Penting untuk dicatat bahwa faktor budaya juga dapat berperan. Wanita yang mulai bereproduksi muda dan memiliki pernikahan yang panjang tampaknya memiliki paparan lebih lama terhadap kemungkinan kehamilan, yang juga meningkatkan jumlah kelahiran hidup, seperti yang ditemukan para peneliti.
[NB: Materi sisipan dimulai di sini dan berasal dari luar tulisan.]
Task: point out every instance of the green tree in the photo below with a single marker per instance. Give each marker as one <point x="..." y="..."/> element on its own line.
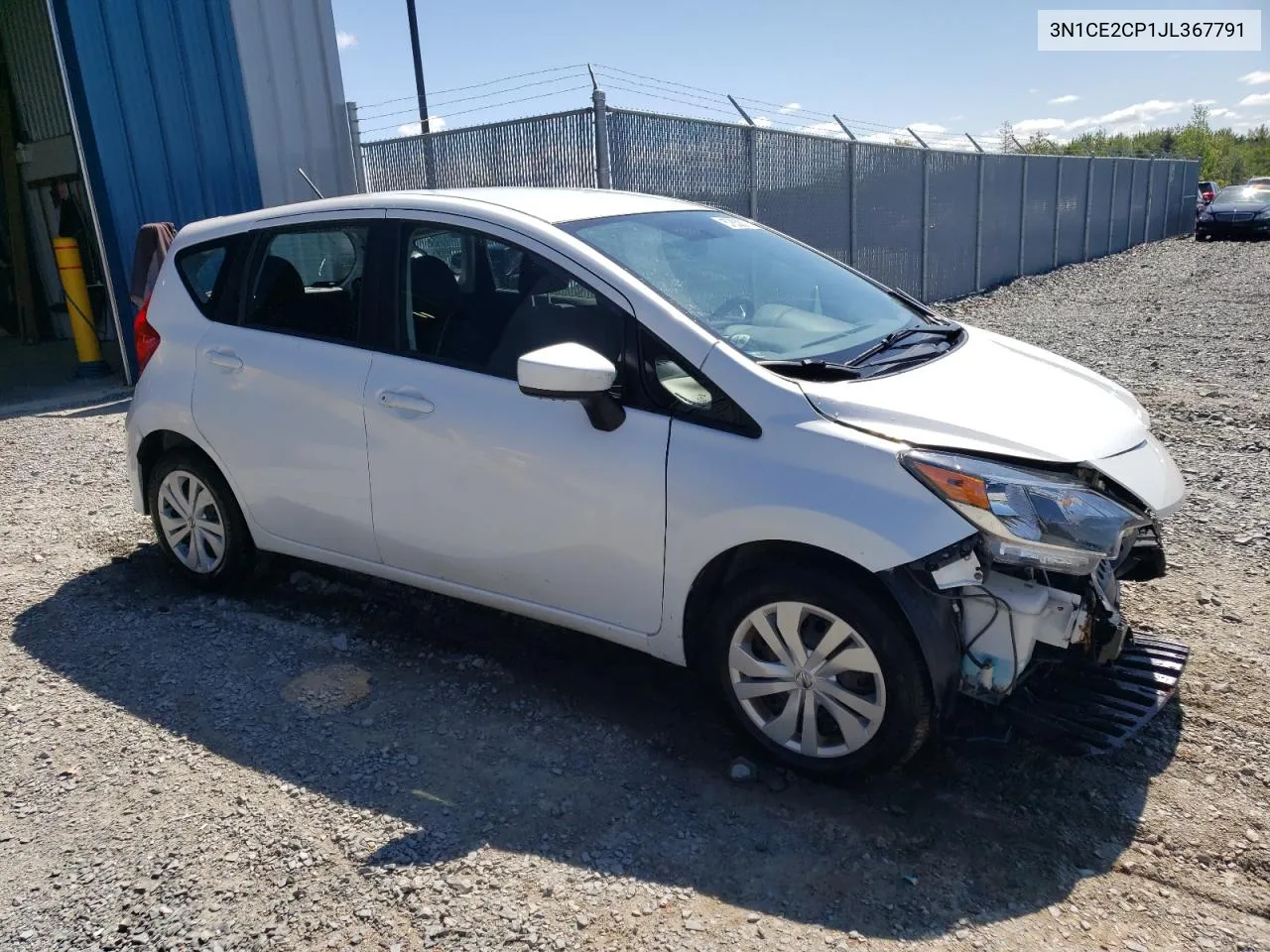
<point x="1224" y="155"/>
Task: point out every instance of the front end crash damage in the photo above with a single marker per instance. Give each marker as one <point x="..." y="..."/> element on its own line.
<point x="1046" y="652"/>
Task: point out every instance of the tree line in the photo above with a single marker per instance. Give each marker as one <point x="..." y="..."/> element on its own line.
<point x="1225" y="157"/>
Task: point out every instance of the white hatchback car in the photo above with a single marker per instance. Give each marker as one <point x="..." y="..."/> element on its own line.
<point x="668" y="426"/>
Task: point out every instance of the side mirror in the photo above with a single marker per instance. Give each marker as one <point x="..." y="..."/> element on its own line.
<point x="572" y="372"/>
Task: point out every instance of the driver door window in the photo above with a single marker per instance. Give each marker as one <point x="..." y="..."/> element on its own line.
<point x="480" y="303"/>
<point x="309" y="282"/>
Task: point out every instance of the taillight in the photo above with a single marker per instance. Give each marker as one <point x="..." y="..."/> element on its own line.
<point x="145" y="338"/>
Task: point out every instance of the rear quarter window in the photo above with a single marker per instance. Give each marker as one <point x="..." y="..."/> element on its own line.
<point x="200" y="270"/>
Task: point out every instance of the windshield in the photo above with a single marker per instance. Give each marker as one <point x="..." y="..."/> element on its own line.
<point x="767" y="296"/>
<point x="1243" y="194"/>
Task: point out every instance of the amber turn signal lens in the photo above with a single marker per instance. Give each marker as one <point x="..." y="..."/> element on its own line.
<point x="955" y="486"/>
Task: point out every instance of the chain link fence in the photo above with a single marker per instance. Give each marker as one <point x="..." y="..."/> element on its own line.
<point x="934" y="222"/>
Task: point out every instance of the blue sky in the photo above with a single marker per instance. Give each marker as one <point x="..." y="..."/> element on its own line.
<point x="942" y="67"/>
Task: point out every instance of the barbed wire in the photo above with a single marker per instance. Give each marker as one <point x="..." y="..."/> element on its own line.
<point x="471" y="98"/>
<point x="479" y="108"/>
<point x="790" y="117"/>
<point x="479" y="85"/>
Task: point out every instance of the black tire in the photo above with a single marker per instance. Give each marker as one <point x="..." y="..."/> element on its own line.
<point x="239" y="551"/>
<point x="907" y="715"/>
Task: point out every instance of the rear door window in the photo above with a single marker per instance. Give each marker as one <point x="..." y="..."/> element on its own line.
<point x="200" y="268"/>
<point x="309" y="282"/>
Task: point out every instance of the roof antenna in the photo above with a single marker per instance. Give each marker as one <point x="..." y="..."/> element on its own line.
<point x="310" y="182"/>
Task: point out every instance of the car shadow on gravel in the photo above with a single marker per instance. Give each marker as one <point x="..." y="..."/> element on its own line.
<point x="476" y="728"/>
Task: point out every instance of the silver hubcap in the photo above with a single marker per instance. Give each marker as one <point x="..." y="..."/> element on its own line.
<point x="807" y="679"/>
<point x="190" y="522"/>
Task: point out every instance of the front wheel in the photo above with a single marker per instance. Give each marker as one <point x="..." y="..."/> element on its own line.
<point x="820" y="671"/>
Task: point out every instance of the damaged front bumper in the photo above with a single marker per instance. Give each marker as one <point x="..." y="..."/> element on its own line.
<point x="1051" y="653"/>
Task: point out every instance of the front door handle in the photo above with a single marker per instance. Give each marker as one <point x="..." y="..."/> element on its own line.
<point x="225" y="358"/>
<point x="409" y="403"/>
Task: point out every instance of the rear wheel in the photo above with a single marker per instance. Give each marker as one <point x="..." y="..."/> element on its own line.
<point x="820" y="671"/>
<point x="198" y="522"/>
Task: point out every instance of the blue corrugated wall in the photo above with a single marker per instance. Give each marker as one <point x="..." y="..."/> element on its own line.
<point x="159" y="98"/>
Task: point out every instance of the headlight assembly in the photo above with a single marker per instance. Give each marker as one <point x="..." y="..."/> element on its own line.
<point x="1029" y="517"/>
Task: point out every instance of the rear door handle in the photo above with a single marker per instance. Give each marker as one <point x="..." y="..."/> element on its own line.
<point x="225" y="358"/>
<point x="409" y="403"/>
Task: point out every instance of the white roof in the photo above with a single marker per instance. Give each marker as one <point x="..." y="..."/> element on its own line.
<point x="558" y="204"/>
<point x="549" y="204"/>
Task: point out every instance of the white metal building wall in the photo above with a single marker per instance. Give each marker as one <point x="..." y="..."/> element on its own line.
<point x="295" y="96"/>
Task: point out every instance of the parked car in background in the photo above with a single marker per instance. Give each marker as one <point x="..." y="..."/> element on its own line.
<point x="1237" y="211"/>
<point x="672" y="428"/>
<point x="1206" y="189"/>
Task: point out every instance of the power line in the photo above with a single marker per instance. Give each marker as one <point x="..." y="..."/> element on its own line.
<point x="467" y="99"/>
<point x="480" y="85"/>
<point x="490" y="105"/>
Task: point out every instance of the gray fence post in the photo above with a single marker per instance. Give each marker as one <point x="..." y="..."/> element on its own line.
<point x="1088" y="209"/>
<point x="852" y="148"/>
<point x="926" y="220"/>
<point x="1115" y="179"/>
<point x="603" y="171"/>
<point x="978" y="227"/>
<point x="1133" y="186"/>
<point x="354" y="139"/>
<point x="1058" y="195"/>
<point x="1170" y="214"/>
<point x="753" y="173"/>
<point x="1023" y="214"/>
<point x="1151" y="198"/>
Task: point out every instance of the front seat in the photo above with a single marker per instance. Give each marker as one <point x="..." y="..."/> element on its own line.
<point x="540" y="321"/>
<point x="436" y="299"/>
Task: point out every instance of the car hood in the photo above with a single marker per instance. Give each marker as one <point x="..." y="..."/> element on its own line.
<point x="993" y="395"/>
<point x="1246" y="207"/>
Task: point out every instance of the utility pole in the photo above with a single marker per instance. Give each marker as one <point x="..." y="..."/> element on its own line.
<point x="418" y="64"/>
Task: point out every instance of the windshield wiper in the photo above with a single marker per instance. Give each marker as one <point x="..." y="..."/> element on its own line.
<point x="943" y="330"/>
<point x="811" y="368"/>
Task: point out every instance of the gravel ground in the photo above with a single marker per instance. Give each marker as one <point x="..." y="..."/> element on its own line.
<point x="333" y="763"/>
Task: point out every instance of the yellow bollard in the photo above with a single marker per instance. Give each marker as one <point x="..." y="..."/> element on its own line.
<point x="70" y="267"/>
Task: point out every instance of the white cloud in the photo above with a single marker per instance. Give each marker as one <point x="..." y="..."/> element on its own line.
<point x="413" y="128"/>
<point x="1143" y="112"/>
<point x="1129" y="119"/>
<point x="1029" y="126"/>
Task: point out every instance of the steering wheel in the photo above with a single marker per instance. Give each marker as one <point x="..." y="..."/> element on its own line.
<point x="729" y="309"/>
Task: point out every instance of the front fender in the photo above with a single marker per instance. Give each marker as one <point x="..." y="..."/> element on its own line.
<point x="813" y="483"/>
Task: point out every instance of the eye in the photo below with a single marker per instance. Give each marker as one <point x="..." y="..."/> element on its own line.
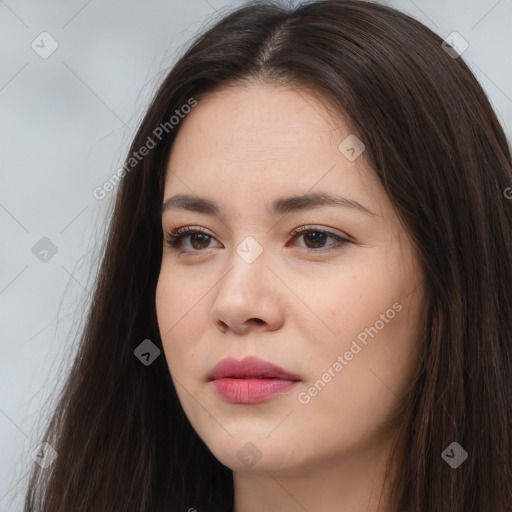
<point x="199" y="239"/>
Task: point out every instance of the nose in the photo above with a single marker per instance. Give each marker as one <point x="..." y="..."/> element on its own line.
<point x="247" y="298"/>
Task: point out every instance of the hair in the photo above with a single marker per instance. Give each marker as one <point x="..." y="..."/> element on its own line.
<point x="431" y="136"/>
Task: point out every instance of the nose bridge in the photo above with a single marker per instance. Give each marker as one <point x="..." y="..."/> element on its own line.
<point x="247" y="264"/>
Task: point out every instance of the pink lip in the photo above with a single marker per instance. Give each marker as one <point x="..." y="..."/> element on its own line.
<point x="251" y="380"/>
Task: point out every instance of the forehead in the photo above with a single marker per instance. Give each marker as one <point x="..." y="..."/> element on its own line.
<point x="266" y="140"/>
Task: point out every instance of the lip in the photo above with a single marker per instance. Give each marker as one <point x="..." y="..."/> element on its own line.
<point x="250" y="380"/>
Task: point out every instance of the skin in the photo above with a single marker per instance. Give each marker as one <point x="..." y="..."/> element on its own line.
<point x="243" y="147"/>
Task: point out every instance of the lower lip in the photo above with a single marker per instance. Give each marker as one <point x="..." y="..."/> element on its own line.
<point x="251" y="391"/>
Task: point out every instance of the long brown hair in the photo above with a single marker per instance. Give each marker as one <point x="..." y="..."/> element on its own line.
<point x="122" y="439"/>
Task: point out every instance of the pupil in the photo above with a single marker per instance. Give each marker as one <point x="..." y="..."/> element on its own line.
<point x="205" y="241"/>
<point x="314" y="235"/>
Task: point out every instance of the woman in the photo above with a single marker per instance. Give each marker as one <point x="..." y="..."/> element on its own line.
<point x="234" y="358"/>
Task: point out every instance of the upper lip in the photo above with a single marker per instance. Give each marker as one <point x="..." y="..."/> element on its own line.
<point x="250" y="367"/>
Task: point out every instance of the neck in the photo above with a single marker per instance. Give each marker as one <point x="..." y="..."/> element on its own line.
<point x="352" y="483"/>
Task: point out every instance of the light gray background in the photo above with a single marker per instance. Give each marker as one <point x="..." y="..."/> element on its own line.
<point x="65" y="126"/>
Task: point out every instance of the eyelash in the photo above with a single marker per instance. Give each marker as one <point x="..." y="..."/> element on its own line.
<point x="174" y="237"/>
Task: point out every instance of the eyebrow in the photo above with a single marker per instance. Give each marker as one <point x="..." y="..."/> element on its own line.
<point x="279" y="206"/>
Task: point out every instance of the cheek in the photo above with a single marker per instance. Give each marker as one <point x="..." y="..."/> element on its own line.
<point x="178" y="322"/>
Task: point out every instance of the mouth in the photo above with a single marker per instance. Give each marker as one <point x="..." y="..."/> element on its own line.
<point x="251" y="380"/>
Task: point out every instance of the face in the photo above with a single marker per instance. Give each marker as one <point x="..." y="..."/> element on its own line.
<point x="329" y="293"/>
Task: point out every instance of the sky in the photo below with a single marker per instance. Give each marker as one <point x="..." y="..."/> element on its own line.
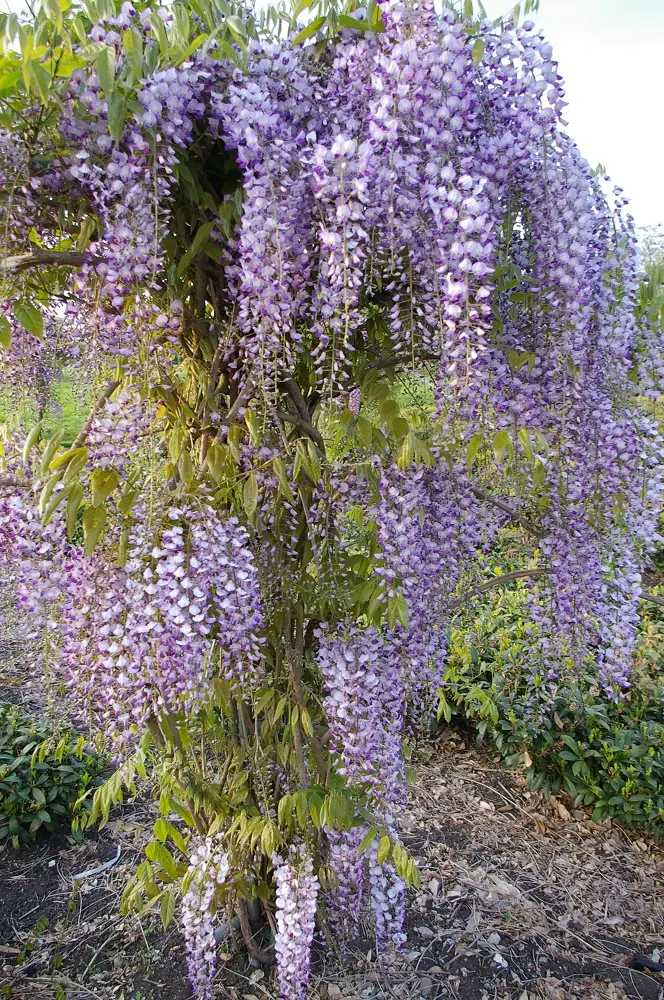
<point x="611" y="56"/>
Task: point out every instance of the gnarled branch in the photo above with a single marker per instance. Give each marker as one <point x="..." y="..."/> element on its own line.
<point x="45" y="258"/>
<point x="510" y="511"/>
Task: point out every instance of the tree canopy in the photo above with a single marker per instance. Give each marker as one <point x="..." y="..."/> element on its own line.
<point x="350" y="300"/>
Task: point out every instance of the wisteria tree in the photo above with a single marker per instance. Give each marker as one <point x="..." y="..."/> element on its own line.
<point x="350" y="300"/>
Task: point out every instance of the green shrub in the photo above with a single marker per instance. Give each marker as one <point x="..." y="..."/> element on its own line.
<point x="605" y="755"/>
<point x="41" y="778"/>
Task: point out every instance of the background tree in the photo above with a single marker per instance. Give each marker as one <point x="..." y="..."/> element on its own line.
<point x="350" y="299"/>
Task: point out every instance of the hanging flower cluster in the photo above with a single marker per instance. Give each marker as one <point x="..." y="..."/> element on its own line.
<point x="297" y="895"/>
<point x="407" y="197"/>
<point x="208" y="869"/>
Meski mempertimbangkan hal itu, sifat fisik tetap berperan. Wanita Nepal dengan fisiologi yang paling mirip dengan wanita di lingkungan dataran rendah yang tidak tertekan cenderung memiliki tingkat keberhasilan reproduksi tertinggi.

“Ini adalah contoh seleksi alam yang sedang berlangsung,” kata Beall. “Memahami bagaimana populasi seperti ini beradaptasi memberi kita pemahaman yang lebih baik tentang proses evolusi manusia.”

Penelitian ini telah dipublikasikan dalam Proceedings of the National Academy of Sciences.